Jordan Richardson rubs his fingertips against the face of his watch, packs a specialized laptop into his shoulder bag, grabs his white cane, inches toward the edge of his seat and waits for the bell.

"I'm like a cheetah," he tells a visitor. "Hope you can keep up."

An electronic bell chimes and Jordan bursts into the cramped halls of Blaine High School, walking briskly through a sea of humanity that refuses to part like the Red Sea as he approaches -- even though everyone in the school knows Jordan is blind.

Undaunted by the crush of bodies rushing in every direction, he whisks up the stairs to his chemistry class, where the grand experiment is about to resume. Jordan, a 17-year-old junior, is among the few selected students nationally who hope to prove that blind students, with the aid of new computer technology, will be able to conduct chemistry experiments independently.

Or maybe the experiment is Jordan himself. The first blind student ever at Blaine High School, Jordan has Braille textbooks and is allowed to listen to computer programs through earphones while other students break into groups. Otherwise, this National Honor Society student, who dreams of going to college at Oxford, asks for few special privileges.

"Do you have my number? Want me to write it down for you?" Amanda Norskog, a senior, asks Jordan, who volunteers to help at a school-sponsored garage sale.

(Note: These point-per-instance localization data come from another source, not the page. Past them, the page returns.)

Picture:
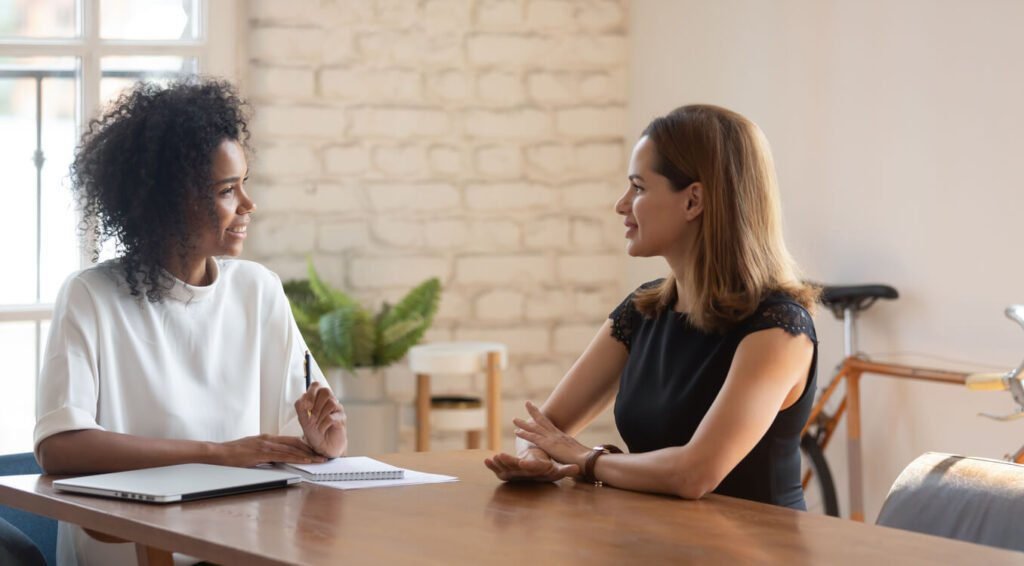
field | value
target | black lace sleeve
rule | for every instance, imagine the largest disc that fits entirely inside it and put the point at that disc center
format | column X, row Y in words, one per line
column 626, row 317
column 788, row 315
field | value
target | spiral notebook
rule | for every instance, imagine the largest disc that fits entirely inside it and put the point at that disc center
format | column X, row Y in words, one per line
column 350, row 468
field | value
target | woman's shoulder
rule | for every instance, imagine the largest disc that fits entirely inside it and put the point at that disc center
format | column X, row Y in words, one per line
column 248, row 271
column 101, row 277
column 779, row 310
column 649, row 285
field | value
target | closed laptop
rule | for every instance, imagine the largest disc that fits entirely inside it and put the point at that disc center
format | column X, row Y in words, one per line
column 177, row 483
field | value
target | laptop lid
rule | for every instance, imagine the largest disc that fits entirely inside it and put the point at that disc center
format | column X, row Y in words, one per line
column 177, row 483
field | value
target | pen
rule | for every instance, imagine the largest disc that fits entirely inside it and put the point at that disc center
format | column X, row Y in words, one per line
column 306, row 367
column 306, row 371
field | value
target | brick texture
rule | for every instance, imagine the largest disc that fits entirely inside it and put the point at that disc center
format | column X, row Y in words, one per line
column 480, row 141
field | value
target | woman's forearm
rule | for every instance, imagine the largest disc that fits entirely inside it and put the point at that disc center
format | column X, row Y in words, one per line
column 91, row 451
column 674, row 471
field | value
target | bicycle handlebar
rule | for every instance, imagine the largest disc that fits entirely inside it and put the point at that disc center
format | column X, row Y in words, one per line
column 1001, row 382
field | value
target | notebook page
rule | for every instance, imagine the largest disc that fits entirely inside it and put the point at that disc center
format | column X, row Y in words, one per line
column 346, row 469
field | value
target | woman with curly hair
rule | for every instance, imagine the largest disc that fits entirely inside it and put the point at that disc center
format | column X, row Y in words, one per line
column 175, row 352
column 712, row 368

Jordan was told he had less than 5 percent vision -- legally blind -- when he was a preschooler. Both eyes continue to deteriorate and Jordan's mother says he is expected to lose all vision before he's done with college. Jordan can see blurred images, mostly peripherally, but is literally nose-to-white-board trying to read classroom instructions.

Amanda knows Jordan is blind, but anyone who gets to know him immediately realizes that Jordan sees the big picture. Jordan is an acknowledged student leader, a Student Council member, a trombone player in the school band who plays second fiddle to no one.

Maybe it is the rest of Blaine High School that is part of the grand experiment. Jordan, who is as comfortable talking about "SpongeBob SquarePants" cartoons as he is about the possibility of going to Oxford or Harvard, has been as much a teacher at Blaine High as he has been a student.

"He is one of 100 upper-class students who serves as a mentor for underclassmen -- and that means giving tours of this building," says Blaine Principal Norm Hande. "How does he do that?

"Jordan helped prepare our teachers by meeting with them before classes started and explaining his challenges and strategies," Hande says. "He set clear goals about how he's going to get here or there. But what he's actually done is set goals for us, guiding us to a place we've never been."

Adds his chemistry teacher, David Hays: "Jordan is operating at the edges of his own personal envelope, and you have to admire that.

"But he's taking us all along on this journey. There's no how-to manual for us [faculty]. We're making it up as we go along. What I admire most about Jordan is he allows me to fail. He's so forgiving."

Jordan's world has not always been so forgiving.

He may move like a cheetah, but the dozens of toys and cartoon characters that share his bedroom and the teddy bear he occasionally carries around school indicate that he's in no hurry to grow up.

Trauma at birth

Life didn't start that way, though. He was born so quickly that his mother's contractions did not squeeze the fluid out of his lungs. He was purple, needing oxygen for 30 minutes. No physician has said that the trauma of birth had anything to do with Jordan's degenerating eyesight, said his mother, Carrie Gilmer.

There were no hints during infancy. No scarring. No cataracts. If his father, Phillip Richardson, or mother placed a finger in front of Jordan's face, his eyes seemed to follow.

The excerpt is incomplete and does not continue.